Community Engagement and The Future of Music: Lessons from Mozart in the Jungle and the NEA Report


960I think a lot about the future of music and the arts. It’s my calling and my passion to help today’s musicians use their art in order to make their mark and have an impact on society in our changing landscape. It is also my job at Yale to inspire and empower our students to take their artistic training and help them find a way to live a sustainable and meaningful life.

Lately, I have had an infusion of information about this very topic: the Amazon series Mozart in the Jungle, as well as the NEA’s new report on the attitudes, motivations and barriers for why people attend arts events at different stages of their lives.

Let’s start with Mozart in the Jungle, a mini-series purporting to show what really goes on backstage in a major symphony orchestra.

Based on a memoir by oboist Blair Tindell called Mozart in the Jungle: Sex, Drugs and Classical Music, the series involves a brilliant young temperamental Latino conductor, Rodrigo de Souza (loosely based on Gustavo Dudamel) who has been hired to shake up the financially-challenged New York Symphony. For those of us who work in the classical music field, many of the scenarios are exaggerated or implausible, yet the story gives us some interesting food for thought about the state of the field and what needs to be done to make classical music more relevant to today’s culture.

My favorite episode so far is The Rehearsal.

Our Maestro, who has been struggling to inspire the musicians to make great music as well as to win their respect, comes up with a novel plan: He cancels rehearsal and instead takes the orchestra on a surprise field trip to an abandoned back lot (which he has entered thanks to a pair of wire cutters).

His project? To open up the musicians and unleash their creativity.

The musicians are visibly uncomfortable with the entire setup but Rodrigo allays their fears, instructing them to go back to basics and get in touch with their environment. They begin to rehearse Tchaikovsky’s 1812 Overture (without music!) and the magic begins: The musicians come alive to make thrilling music, members of the community gather in amazement, people come out onto their balconies to listen and to film the performance, the neighborhood children conduct alongside Rodrigo and mingle with the musicians. I confess it brought tears to my eyes as I thought, “Now this is what I call community engagement!” The rehearsal ends as pizza and beer are delivered and we witness a block party, with food, dancing and joyous impromptu music making. There it is: music as the glue to bring people together in their natural environment.

And then reality sets in.

The police arrive to break up the unauthorized use of the space, taking Rodrigo and the musicians into custody for trespassing. The musicians are bailed out by the board chair, Gloria (who functions much more as an Executive Director than a board chair—but that’s another story!). However, this episode bonds the musicians to Rodrio and Gloria, who is deeply concerned about the Maestro’s erratic behavior, finally sees his value to the institution. While she is still nervous about his unorthodox approach, she tells him how much she values his talent and she enlists his support in helping the orchestra to dig out of its financial difficulties.

One more thing.

In the cab ride home from the police station, Gloria hands Rodgrigo a bill for $80,000 from the union representative, claiming that the rehearsal was in fact a performance—and the Maestro agrees to pay for it out of his pocket.

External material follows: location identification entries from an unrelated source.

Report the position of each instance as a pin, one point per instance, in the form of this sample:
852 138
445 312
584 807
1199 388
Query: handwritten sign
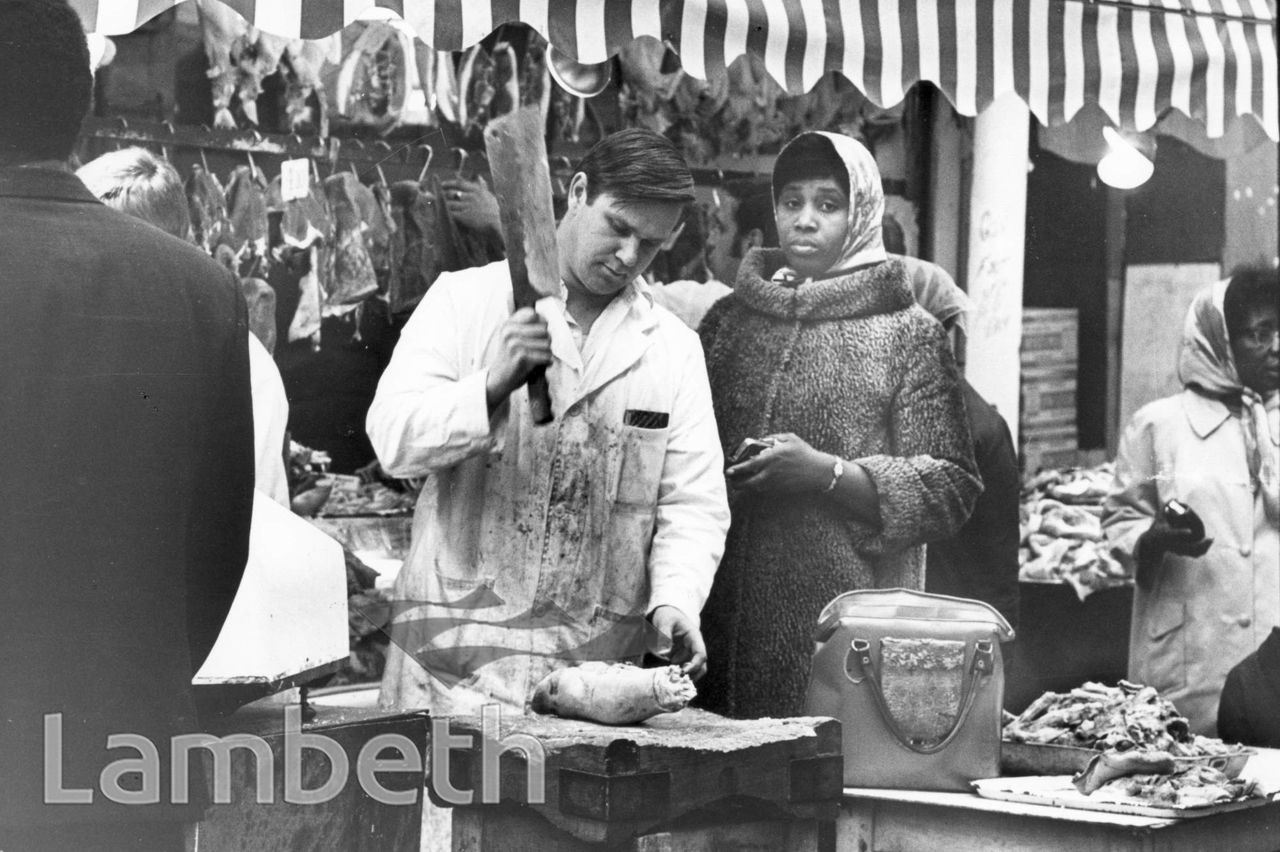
295 179
997 211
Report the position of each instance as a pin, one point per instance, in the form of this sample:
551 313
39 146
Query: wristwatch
837 470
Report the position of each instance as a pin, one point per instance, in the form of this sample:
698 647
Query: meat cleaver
521 179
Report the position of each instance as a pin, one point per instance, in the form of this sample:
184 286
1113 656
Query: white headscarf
863 239
1205 362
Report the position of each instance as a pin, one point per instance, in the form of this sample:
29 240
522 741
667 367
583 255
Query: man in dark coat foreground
1248 711
127 461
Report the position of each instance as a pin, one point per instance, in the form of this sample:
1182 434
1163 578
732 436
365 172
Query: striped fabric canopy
1210 59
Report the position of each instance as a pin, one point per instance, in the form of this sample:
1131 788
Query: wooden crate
1047 397
1050 337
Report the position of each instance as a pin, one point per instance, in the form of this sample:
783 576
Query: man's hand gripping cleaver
517 163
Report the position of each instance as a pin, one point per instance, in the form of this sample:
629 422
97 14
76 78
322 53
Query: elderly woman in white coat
1206 601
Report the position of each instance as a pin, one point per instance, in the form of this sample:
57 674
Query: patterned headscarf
1205 362
863 239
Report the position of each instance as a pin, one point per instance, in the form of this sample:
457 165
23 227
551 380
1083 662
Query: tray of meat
1061 733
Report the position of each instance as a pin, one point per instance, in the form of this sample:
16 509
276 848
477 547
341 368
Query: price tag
295 179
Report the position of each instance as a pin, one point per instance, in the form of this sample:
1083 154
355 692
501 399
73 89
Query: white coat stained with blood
538 546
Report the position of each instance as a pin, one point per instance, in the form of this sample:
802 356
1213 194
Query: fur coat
851 365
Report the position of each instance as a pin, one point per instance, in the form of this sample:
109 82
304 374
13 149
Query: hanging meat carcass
350 275
370 86
488 86
225 36
208 205
304 63
241 56
246 205
416 214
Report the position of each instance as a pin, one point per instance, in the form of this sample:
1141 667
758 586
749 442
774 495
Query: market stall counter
688 781
878 820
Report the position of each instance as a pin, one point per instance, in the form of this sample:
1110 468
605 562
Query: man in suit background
127 461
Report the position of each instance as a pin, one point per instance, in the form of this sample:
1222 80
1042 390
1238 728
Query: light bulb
1124 166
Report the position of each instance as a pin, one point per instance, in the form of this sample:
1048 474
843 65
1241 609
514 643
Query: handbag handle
979 668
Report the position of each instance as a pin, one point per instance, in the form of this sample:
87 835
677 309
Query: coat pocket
640 467
625 582
1162 660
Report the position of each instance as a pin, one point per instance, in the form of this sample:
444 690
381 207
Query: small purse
918 685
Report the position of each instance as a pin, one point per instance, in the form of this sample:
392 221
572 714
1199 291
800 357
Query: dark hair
636 165
754 209
892 234
45 79
1251 287
809 157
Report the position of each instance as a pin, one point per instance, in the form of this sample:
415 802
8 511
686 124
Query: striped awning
1211 59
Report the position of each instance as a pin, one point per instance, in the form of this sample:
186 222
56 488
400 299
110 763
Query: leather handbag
918 685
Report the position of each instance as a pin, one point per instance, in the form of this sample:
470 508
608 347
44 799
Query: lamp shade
1124 166
577 78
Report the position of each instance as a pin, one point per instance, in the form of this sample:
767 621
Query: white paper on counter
289 614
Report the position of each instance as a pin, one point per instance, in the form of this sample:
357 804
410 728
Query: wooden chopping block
604 784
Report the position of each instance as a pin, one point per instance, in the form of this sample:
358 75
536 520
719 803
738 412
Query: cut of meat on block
606 784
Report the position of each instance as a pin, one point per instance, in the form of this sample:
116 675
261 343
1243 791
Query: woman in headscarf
822 352
1206 599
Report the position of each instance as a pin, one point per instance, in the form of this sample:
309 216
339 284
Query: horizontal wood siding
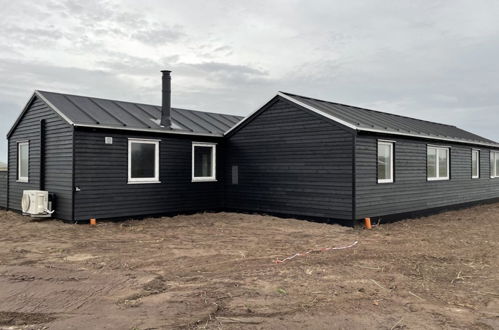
3 189
411 191
58 158
291 161
101 174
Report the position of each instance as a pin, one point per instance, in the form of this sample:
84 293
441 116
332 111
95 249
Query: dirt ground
216 271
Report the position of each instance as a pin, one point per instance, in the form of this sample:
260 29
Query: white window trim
389 143
213 177
493 155
477 165
155 179
437 165
19 177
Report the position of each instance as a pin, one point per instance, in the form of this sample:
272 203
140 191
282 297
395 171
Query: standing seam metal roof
376 121
97 112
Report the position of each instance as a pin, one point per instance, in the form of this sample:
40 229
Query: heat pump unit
37 203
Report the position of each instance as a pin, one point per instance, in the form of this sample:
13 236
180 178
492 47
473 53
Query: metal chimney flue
166 99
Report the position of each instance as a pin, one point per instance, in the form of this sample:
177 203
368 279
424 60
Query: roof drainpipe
166 99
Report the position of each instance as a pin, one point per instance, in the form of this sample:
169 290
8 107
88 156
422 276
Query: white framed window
143 161
494 164
23 161
385 161
475 164
204 162
437 163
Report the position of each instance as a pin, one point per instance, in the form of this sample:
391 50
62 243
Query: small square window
385 162
437 163
203 162
23 161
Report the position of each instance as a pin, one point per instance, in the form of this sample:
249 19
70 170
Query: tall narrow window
437 163
494 164
23 161
385 162
475 164
143 161
203 162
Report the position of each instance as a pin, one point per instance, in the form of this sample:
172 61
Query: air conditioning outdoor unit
37 203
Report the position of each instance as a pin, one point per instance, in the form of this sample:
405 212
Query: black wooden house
296 156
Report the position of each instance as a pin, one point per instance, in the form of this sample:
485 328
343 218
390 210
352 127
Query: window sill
204 180
142 182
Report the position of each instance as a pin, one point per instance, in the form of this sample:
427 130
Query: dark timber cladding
101 173
56 162
411 191
290 161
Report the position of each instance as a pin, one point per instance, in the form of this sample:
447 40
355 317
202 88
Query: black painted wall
58 163
290 161
3 189
411 191
101 173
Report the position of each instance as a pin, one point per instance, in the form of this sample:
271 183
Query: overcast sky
435 60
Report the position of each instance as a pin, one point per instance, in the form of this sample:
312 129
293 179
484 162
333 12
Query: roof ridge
130 102
377 111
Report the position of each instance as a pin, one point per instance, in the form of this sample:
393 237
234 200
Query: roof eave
373 130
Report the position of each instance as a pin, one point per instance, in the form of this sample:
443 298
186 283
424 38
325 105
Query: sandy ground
216 271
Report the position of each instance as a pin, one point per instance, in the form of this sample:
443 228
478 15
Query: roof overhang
69 121
148 130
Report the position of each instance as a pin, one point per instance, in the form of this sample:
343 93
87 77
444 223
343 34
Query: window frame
213 177
392 162
437 165
154 179
20 178
477 151
493 169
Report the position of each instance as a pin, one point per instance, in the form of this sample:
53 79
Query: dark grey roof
102 113
375 121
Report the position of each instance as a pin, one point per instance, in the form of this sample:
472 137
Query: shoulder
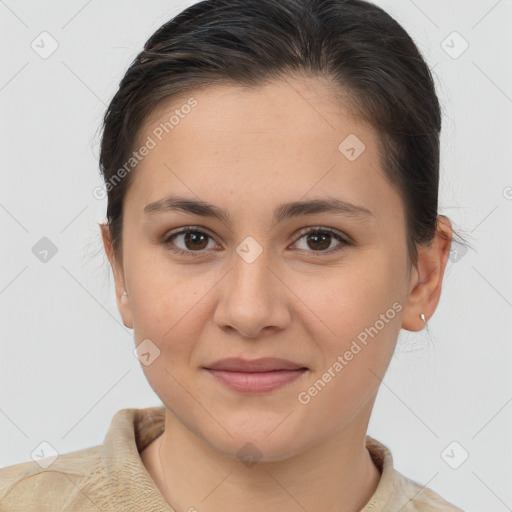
421 498
70 479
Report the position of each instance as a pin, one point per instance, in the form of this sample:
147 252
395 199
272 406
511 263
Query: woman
272 171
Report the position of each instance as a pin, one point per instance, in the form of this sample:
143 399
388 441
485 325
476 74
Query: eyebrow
282 212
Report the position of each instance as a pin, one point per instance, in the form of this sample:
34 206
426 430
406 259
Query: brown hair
370 60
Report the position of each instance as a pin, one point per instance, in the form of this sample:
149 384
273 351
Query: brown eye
319 240
188 241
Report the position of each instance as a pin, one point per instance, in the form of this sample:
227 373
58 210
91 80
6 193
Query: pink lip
256 382
263 364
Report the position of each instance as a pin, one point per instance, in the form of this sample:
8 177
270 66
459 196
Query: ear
123 301
427 278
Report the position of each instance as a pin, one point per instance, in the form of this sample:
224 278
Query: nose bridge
252 298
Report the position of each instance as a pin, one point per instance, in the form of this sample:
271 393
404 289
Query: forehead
281 139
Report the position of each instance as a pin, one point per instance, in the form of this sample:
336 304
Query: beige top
112 478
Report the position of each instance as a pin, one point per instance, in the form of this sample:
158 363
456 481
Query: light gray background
66 360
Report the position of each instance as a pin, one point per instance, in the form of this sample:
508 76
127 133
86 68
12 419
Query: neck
192 475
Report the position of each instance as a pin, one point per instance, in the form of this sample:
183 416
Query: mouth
256 376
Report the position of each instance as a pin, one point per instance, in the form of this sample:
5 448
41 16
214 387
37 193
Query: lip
257 375
256 382
263 364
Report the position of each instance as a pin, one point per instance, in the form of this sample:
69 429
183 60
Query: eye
319 239
193 239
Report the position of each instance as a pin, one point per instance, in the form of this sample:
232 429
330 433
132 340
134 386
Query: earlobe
426 280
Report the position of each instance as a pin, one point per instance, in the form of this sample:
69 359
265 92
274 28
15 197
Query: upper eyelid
299 233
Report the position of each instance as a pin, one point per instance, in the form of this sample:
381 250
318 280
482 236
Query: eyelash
306 231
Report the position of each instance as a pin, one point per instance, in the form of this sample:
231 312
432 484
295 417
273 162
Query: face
325 289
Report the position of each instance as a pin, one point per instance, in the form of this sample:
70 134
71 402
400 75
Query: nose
253 299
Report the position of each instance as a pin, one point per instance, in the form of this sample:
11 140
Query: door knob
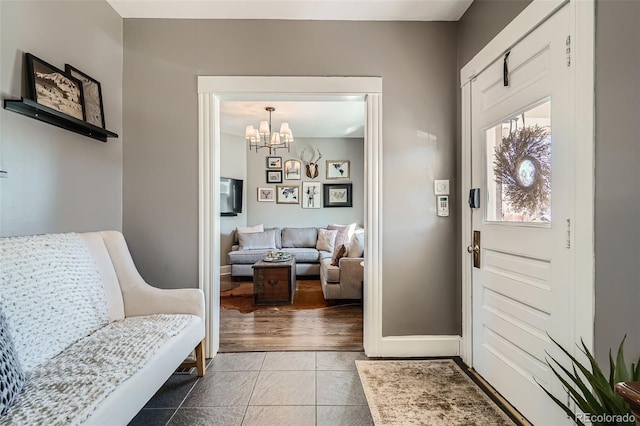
475 249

Let’s cut to the recently released report from the NEA based on a 2012 survey that examined the attitudes, motivations and barriers for attendance at cultural events at different life stages (e.g., parents with children, older adults, retirees.) While previous NEA studies have focused on the demographics of people who attend arts events, this report explored why Americans attend or do not attend arts events.

The survey found that people attend arts events (music, dance, theater and visual arts) for the following reasons:

  • 73%: To socialize with family and friends
  • 64%: To learn new things
  • 63%: To experience high quality art
  • 51%: To support the community

The survey also delved into the barriers that prevented people who were interested in attending a specific event but did not go.

The common barriers for 31 million adults-or 13 percent of those surveyed—were as follows:

  • 47%: Lack of time, particularly for the nearly 60% of people with children under the age of 6;
  • 38%: Cost
  • 37%: Access, particularly for retirees, older adults, and adults with physical disabilities, estimated to total approximiately 11 million people.
  • 22%: No one to go with


Look how well the rehearsal in Mozart in the Jungle responds to these factors:

It was a social activity in the community that provided a new learning experience of high quality art.

There was no problem with time, cost, access or having no one to attend because it happened spontaneously in the neighborhood, was free of charge and was filled with people who knew each other.

Yet consider the problems that exist in hosting this kind of block party under today’s models:

  • How does it square with the union rules?
  • How well could a symphony orchestra’s budget accommodate such an event?
  • Where would the funding come from to host a neighborhood rehearsal of a major symphony orchestra?
  • How many maestros would be willing to or could even afford to write a check for $80,000?

The list could go on but you see the point.

We need to rethink our institutions in order to allow for more experimentation and more meaningful, spontaneous and fun experiences with music.  The young musicians whom I know question our models and are searching for a new way to present our music and make it relevant. What’s your solution?